Hari itu, Â Mundakir datang untuk memenuhi panggilan sang rektor. Saat itu, dirinya baru saja pindah ke kampus baru di Jalan Sutorejo 59, setelah sebelumnya beraktivitas di kompleks SMA Muhammadiyah 2 Surabaya di Jalan Pucang Adi. Mundakir masih menjadi dosen keperawatan muda yang bersemangat membangun suasana akademik di lingkungan baru.
"Waktu itu kami baru saja menata perkuliahan di kampus baru Sutorejo," kenang Mundakir. "Tiba-tiba Pak Mutadi datang dan mengundang saya ke ruangannya. Saya tidak tahu apa yang akan dibicarakan, tapi nada beliau terdengar penting," imbuhnya.
Mundakir lantas Azis Alimul Hidayar (kini Rektor Universitas Muhammadiyah Lamongan). Mereka segera memenuhi panggilan Mutadi. Waktu itu, ingat Mundakir, Mutadi berdiri dari kursinya, menjabat tangan keduanya, lalu mempersilakan duduk. Di depan meja besar tampak tumpukan dokumen yang rapi.
Setelah berbincang ringan, barulah Mutadi mengungkapkan maksud pertemuan itu. Dia berkata, menjalankan amanah sebagai bukan hal yang mudah. "Tanggung jawabnya besar. Saya butuh orang yang bisa membantu agar lembaga ini tetap berjalan baik," ujar Mundakir menirukan ucapan Mutadi.
Mutadi lalu meminta Mundakir dan Azis mencarikan figur pengganti direktur Akper. "Cari orang yang paham dunia kesehatan, tapi juga punya semangat dan loyalitas untuk Muhammadiyah," pesan Mutadi singkat.
Tugas itu diterima keduanya. Mereka pun mulai mencari sosok yang sesuai dengan amanah tersebut. Suatu hari, mereka bertemu Dr. Mustaqim Fadhil (kini almarhum), yang saat itu menjabat Sekretaris PWM Jatim sekaligus Sekretaris Program Pascasarjana UM Surabaya.
Dalam pertemuan hangat itu, Mustaqim menyebut beberapa nama potensial. "Ada dr. Esty Martina Rachmi dan dr. Rini Krinawati," katanya saat itu. Namun keduanya menolak karena telah memegang jabatan penting di lembaga lain.
Setelah berpikir sejenak, Mustaqim kemudian menyebut satu nama lain. "Coba hubungi dr. Sukadiono," ujarnya. "Masih muda, tapi energinya besar. Dia aktif mengelola beberapa klinik di Surabaya," timpalnya.

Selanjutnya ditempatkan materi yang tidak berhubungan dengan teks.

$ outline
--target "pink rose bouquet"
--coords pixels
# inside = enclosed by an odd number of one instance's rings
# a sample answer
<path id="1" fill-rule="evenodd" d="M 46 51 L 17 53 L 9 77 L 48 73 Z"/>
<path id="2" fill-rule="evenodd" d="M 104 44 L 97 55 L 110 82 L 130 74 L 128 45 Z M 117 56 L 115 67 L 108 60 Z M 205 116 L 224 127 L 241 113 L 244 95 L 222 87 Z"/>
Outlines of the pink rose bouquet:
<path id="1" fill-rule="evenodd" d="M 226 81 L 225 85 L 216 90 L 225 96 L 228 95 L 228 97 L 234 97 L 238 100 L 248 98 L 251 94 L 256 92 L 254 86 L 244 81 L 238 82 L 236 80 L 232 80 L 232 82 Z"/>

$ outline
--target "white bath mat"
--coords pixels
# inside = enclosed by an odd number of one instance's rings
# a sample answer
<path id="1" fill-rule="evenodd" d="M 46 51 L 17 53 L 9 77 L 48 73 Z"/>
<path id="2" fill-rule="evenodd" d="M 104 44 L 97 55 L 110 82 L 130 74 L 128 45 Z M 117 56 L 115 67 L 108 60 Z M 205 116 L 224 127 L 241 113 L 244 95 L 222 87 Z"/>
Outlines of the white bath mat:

Mundakir lalu menghubungi nomor telepon Sukadiono yang diberikan Mustaqim. Singkat cerita, Mundakir dan Azis janjian bertemu dengan Sukadiono di klinik yang terletak di kompleks Masjid Jenderal Sudirman, Surabaya.
Dalam pertemuan tersebut, Mundakir menyampaikan amanah yang diberikan dr. Mutadi. "Semoga Bapak bersedia menerima amanah sebagai Direktur Akper UM Surabaya," tutur Mundakir.
Mendengar itu, Sukadiono tampak terkejut. "Saya? Direktur Akper?" ucapnya sambil tersenyum heran. Namun setelah penjelasan panjang tentang kondisi akademi dan tantangan ke depan, ekspresinya berubah lebih serius. "Insyaallah, saya siap," katanya mantap sambil menjabat tangan Mundakir erat-erat.